Three American journalists — all first-born daughters of Japanese women who married American GIs and occupation personnel during the 1950s — are producing a short film about their mothers’ remarkable lives: “Fall Down Seven Times, Get up Eight: The Japanese War Brides.”
They are seeking donations through a Kickstarter campaign to help shed light on a rarely told, fascinating slice of modern Japanese American history.

“I started working on the project 20 years ago, because I knew it was a great story that hadn’t really been told,” said Kathryn Tolbert, a long-time Washington Post editor whose mother, Hiroko, is the film’s central character. “This is a finite group of women from Japan who married American soldiers and sort of gave up everything and put down roots. It’s a very particular immigrant experience with impact in all sorts of ways.”
Veteran National Geographic photographer Karen Kasmauski said the film will reveal the characters of women who put aside tradition, custom and family to leap into the unknown. “To move to the country that used to be their enemy — I don’t think I would have been able to do it,” she said. “Maybe you had to be somewhat narcissistic, driven, focused and manic in order to make that jump. In some ways, those are characteristics for people who are pilgrims, and explorers!”
Lucy Craft, who made her mother’s journey in reverse and has lived in Japan for 30 years, freelances for CBS News and NPR from Tokyo. She said the film will convey history in broad strokes but remain highly personal. “Americans of any age or ethnic identity will be able to glimpse the extraordinary and dramatic circumstances that brought these women to the U.S., and trace, through their eyes, what happened after they scattered to towns, cities and rural communities across the country.

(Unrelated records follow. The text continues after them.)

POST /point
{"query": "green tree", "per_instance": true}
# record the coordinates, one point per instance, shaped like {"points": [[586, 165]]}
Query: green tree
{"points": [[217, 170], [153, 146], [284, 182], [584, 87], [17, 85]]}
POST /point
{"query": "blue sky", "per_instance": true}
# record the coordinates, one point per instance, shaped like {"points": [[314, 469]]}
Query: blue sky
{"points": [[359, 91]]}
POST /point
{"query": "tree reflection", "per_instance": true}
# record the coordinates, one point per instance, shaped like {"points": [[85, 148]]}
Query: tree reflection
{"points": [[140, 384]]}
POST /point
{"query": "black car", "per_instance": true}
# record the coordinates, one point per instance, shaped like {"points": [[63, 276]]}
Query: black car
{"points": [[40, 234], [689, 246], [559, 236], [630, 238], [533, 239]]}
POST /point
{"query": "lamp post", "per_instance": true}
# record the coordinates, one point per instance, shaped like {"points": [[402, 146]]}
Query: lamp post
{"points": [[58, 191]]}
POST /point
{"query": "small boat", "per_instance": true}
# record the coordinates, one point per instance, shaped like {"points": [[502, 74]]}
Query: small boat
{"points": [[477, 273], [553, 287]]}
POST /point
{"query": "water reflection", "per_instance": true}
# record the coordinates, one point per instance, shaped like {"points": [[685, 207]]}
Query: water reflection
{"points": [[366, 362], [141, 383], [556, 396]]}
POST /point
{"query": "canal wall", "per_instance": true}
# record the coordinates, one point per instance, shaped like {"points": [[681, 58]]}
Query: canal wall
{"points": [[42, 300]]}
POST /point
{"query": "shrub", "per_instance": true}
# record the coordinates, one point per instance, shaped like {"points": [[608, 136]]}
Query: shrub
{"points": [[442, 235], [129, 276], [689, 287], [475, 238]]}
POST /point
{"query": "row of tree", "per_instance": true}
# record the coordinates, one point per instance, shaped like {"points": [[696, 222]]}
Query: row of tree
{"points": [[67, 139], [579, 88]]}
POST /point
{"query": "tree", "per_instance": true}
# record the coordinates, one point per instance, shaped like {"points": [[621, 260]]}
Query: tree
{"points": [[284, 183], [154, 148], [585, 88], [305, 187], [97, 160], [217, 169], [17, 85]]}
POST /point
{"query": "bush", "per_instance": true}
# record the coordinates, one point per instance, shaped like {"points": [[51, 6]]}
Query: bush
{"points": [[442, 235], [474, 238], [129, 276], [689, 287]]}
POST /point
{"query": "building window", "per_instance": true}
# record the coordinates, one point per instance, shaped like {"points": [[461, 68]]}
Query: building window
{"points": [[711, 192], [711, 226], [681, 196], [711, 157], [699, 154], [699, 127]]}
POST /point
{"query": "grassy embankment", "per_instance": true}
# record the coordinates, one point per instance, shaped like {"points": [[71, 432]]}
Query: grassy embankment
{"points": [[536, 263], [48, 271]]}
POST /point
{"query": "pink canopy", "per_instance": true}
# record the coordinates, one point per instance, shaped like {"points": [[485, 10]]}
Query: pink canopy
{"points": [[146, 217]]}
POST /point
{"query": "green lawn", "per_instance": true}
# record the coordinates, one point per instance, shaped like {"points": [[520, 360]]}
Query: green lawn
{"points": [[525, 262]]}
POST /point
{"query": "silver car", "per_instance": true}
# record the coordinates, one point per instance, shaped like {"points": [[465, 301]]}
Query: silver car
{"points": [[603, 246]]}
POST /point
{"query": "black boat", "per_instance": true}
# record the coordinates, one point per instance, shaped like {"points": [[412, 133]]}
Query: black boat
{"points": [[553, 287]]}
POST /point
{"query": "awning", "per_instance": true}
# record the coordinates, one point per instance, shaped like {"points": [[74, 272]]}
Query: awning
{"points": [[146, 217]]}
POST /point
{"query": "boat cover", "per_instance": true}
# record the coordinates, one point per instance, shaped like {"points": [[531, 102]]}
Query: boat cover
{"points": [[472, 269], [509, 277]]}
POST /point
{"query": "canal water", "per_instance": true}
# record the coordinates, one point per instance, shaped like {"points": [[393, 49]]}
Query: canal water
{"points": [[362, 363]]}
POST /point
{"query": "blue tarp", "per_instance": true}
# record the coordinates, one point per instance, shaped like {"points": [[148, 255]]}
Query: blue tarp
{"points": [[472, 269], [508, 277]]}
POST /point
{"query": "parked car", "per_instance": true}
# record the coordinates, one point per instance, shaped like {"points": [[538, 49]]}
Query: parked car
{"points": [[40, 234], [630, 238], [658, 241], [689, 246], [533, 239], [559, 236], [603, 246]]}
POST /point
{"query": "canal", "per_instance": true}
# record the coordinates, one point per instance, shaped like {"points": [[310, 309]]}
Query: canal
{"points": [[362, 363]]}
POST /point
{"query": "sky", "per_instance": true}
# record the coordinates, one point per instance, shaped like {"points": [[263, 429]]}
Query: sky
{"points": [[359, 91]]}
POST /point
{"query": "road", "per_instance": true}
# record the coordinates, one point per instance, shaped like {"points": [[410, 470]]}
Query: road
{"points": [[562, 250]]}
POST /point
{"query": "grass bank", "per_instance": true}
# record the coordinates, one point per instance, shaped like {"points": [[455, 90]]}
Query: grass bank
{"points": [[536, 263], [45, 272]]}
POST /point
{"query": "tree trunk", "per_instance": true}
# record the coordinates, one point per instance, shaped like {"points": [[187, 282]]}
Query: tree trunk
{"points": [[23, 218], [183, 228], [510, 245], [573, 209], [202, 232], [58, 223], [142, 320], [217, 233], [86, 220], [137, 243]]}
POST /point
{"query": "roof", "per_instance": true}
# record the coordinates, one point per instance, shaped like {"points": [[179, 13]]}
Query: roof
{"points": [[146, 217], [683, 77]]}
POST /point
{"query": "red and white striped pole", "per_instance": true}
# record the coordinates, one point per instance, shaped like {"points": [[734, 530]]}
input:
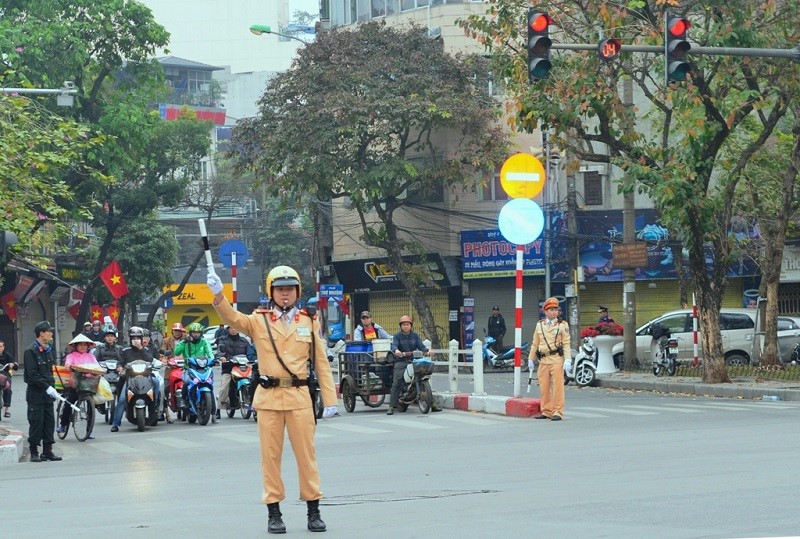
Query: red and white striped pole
{"points": [[696, 359], [233, 279], [518, 325]]}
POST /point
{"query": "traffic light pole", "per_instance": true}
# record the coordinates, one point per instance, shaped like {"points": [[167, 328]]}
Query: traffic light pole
{"points": [[793, 54]]}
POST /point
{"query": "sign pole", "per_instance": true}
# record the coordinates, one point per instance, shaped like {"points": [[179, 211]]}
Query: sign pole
{"points": [[518, 326], [233, 281]]}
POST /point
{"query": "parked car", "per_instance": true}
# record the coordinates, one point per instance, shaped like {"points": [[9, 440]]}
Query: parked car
{"points": [[737, 327]]}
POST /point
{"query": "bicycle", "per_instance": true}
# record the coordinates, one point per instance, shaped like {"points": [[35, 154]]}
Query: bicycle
{"points": [[83, 411]]}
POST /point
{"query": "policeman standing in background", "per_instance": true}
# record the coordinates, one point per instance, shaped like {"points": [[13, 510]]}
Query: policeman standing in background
{"points": [[604, 318], [286, 340], [41, 394]]}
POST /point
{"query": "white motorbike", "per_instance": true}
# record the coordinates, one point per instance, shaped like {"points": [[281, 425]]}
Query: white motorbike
{"points": [[582, 369]]}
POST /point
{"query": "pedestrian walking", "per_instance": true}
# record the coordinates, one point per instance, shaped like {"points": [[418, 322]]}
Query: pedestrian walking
{"points": [[38, 361], [549, 344], [287, 342], [496, 328]]}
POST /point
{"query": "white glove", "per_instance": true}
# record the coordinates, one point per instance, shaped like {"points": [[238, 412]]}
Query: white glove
{"points": [[214, 282]]}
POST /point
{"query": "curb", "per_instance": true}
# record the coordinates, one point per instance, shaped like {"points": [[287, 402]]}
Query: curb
{"points": [[702, 390], [489, 404], [11, 448]]}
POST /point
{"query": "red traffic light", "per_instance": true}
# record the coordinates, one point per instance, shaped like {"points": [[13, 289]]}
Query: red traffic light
{"points": [[609, 49], [540, 21], [678, 26]]}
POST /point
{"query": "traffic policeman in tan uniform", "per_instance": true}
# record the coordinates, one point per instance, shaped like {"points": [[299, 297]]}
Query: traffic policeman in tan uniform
{"points": [[549, 344], [282, 332]]}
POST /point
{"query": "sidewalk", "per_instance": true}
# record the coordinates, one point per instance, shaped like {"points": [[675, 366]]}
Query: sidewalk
{"points": [[739, 388]]}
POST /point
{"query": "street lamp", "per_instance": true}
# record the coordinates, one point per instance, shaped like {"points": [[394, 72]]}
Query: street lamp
{"points": [[259, 29]]}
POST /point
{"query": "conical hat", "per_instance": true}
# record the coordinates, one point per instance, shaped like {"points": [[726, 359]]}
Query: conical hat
{"points": [[82, 338]]}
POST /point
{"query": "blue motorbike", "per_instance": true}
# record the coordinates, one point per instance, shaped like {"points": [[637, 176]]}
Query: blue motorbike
{"points": [[199, 384], [505, 359]]}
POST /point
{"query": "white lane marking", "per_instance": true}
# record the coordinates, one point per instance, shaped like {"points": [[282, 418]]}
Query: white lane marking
{"points": [[177, 443], [114, 448], [664, 408], [349, 427], [464, 418], [233, 437], [615, 411], [421, 425]]}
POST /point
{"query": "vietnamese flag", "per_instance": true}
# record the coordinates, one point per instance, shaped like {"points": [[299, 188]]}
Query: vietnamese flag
{"points": [[10, 306], [114, 280], [96, 313], [74, 309], [113, 312]]}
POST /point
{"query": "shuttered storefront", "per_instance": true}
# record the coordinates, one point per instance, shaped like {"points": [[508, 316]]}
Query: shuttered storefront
{"points": [[387, 307], [501, 293]]}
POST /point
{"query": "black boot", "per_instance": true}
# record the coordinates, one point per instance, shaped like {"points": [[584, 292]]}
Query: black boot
{"points": [[315, 523], [48, 454], [276, 524]]}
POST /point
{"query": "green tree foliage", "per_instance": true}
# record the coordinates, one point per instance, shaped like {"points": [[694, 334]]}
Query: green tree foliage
{"points": [[372, 114], [669, 141], [35, 146]]}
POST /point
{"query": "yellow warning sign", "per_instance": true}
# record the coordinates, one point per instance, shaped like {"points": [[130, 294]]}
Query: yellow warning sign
{"points": [[522, 176]]}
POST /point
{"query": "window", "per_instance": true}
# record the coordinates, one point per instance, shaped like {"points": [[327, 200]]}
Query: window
{"points": [[735, 321], [592, 188], [493, 190]]}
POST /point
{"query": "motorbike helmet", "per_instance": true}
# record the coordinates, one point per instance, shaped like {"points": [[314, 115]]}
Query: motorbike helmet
{"points": [[195, 330], [135, 332], [283, 276], [109, 329]]}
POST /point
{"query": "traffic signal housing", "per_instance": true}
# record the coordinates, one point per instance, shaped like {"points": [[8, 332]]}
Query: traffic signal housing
{"points": [[608, 49], [539, 44], [675, 47]]}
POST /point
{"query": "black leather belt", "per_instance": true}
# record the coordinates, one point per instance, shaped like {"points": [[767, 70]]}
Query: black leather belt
{"points": [[267, 382]]}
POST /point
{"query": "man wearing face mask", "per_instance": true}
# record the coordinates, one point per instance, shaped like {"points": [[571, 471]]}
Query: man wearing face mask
{"points": [[135, 351]]}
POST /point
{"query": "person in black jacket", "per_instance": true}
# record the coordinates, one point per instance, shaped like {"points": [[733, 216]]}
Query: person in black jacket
{"points": [[230, 344], [7, 364], [496, 327], [40, 394]]}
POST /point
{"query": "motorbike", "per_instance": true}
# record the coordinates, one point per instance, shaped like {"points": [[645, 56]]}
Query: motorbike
{"points": [[112, 377], [503, 360], [582, 369], [666, 359], [239, 388], [199, 383], [142, 399], [417, 388], [175, 386]]}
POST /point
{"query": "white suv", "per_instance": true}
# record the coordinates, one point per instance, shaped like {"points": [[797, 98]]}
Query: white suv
{"points": [[737, 327]]}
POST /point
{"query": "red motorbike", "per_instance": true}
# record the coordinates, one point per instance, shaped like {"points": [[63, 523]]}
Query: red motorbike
{"points": [[239, 389], [175, 386]]}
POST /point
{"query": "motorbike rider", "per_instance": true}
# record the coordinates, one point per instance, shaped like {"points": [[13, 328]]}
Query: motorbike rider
{"points": [[404, 343], [368, 330], [231, 344], [136, 351], [81, 356], [193, 346], [287, 340], [96, 332]]}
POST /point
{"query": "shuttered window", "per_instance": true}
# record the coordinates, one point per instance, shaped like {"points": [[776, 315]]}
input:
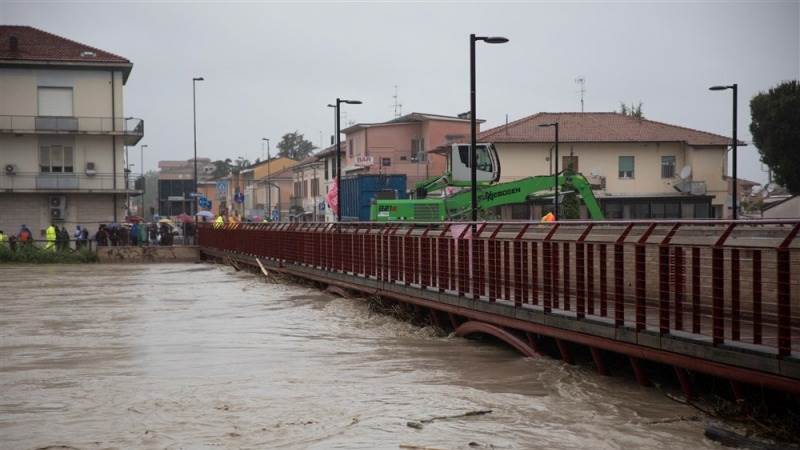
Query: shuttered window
{"points": [[626, 166]]}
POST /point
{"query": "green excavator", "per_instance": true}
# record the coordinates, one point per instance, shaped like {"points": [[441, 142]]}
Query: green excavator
{"points": [[457, 205]]}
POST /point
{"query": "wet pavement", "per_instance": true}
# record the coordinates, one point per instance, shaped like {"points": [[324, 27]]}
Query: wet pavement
{"points": [[198, 356]]}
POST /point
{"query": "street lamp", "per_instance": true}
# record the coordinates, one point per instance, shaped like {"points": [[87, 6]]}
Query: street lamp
{"points": [[269, 173], [734, 144], [194, 124], [141, 166], [555, 173], [338, 107], [473, 160]]}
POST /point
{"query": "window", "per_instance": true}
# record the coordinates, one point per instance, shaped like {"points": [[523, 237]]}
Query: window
{"points": [[56, 158], [569, 163], [418, 150], [484, 162], [315, 187], [55, 101], [626, 166], [667, 166]]}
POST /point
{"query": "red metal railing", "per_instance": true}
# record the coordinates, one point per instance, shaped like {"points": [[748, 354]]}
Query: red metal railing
{"points": [[730, 281]]}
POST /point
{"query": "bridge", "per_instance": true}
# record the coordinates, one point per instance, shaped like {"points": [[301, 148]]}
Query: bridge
{"points": [[713, 297]]}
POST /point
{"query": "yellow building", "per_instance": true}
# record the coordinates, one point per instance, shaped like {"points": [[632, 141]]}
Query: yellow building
{"points": [[639, 168]]}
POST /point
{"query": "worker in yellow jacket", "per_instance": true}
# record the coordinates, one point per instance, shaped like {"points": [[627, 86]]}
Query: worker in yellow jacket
{"points": [[50, 234]]}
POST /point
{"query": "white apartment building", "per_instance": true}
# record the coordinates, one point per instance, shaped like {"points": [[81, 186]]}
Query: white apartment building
{"points": [[63, 132]]}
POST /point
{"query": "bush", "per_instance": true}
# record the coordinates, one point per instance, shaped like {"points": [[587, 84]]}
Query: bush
{"points": [[37, 255]]}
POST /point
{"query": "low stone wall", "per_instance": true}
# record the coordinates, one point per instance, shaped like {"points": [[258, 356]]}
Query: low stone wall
{"points": [[130, 254]]}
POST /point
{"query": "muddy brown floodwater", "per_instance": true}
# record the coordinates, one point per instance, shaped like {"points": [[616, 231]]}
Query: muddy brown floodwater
{"points": [[198, 356]]}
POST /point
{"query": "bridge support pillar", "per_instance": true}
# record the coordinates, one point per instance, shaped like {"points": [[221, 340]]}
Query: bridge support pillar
{"points": [[472, 326]]}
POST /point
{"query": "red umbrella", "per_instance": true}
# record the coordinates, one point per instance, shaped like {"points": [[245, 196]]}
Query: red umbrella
{"points": [[185, 218]]}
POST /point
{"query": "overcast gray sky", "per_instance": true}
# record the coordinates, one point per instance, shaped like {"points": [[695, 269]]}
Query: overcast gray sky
{"points": [[271, 68]]}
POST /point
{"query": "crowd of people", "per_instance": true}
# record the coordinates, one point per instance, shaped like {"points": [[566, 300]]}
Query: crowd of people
{"points": [[57, 238]]}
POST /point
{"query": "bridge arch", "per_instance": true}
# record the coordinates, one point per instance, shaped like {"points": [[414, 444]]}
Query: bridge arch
{"points": [[473, 326]]}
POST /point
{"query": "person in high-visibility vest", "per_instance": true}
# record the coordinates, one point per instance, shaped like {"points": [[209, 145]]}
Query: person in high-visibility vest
{"points": [[549, 217], [51, 238]]}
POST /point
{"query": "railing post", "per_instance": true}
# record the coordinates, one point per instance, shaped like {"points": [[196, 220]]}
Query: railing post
{"points": [[580, 273], [619, 277], [663, 281], [718, 287], [547, 268], [520, 263], [784, 294]]}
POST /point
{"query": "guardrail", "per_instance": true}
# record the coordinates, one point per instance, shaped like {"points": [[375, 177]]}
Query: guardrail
{"points": [[733, 282]]}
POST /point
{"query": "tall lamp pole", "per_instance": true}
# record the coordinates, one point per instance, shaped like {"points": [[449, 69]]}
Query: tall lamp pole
{"points": [[144, 180], [269, 174], [473, 160], [194, 124], [734, 144], [555, 172], [339, 102]]}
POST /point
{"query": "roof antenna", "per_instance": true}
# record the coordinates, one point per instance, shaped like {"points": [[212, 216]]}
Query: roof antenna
{"points": [[398, 108], [581, 81]]}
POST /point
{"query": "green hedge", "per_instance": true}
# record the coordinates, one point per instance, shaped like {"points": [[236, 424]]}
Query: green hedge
{"points": [[37, 255]]}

Their story speaks volumes about who we are as Japanese Americans, and as Americans, period.”
Tolbert, Kasmauski and Craft will partner with documentary filmmaking company Blue Chalk Media, based in Brooklyn, N.Y. and Portland, Ore. They will film in Elmira, N.Y. and use archival film and photographs as well as current interviews and footage.
The title, “Fall Down Seven Times, Get up Eight,” a Japanese proverb, conveys the resilience, endurance and stubborn refusal to give up that characterized their mothers and the many others they interviewed in the Japanese war bride community.
The film’s Kickstarter fundraising campaign started Sept. 16. According to Kickstarter’s all-or-nothing rules, if the target goal of $24,000 is not pledged within 30 days, the project receives nothing. Donations large and small are needed.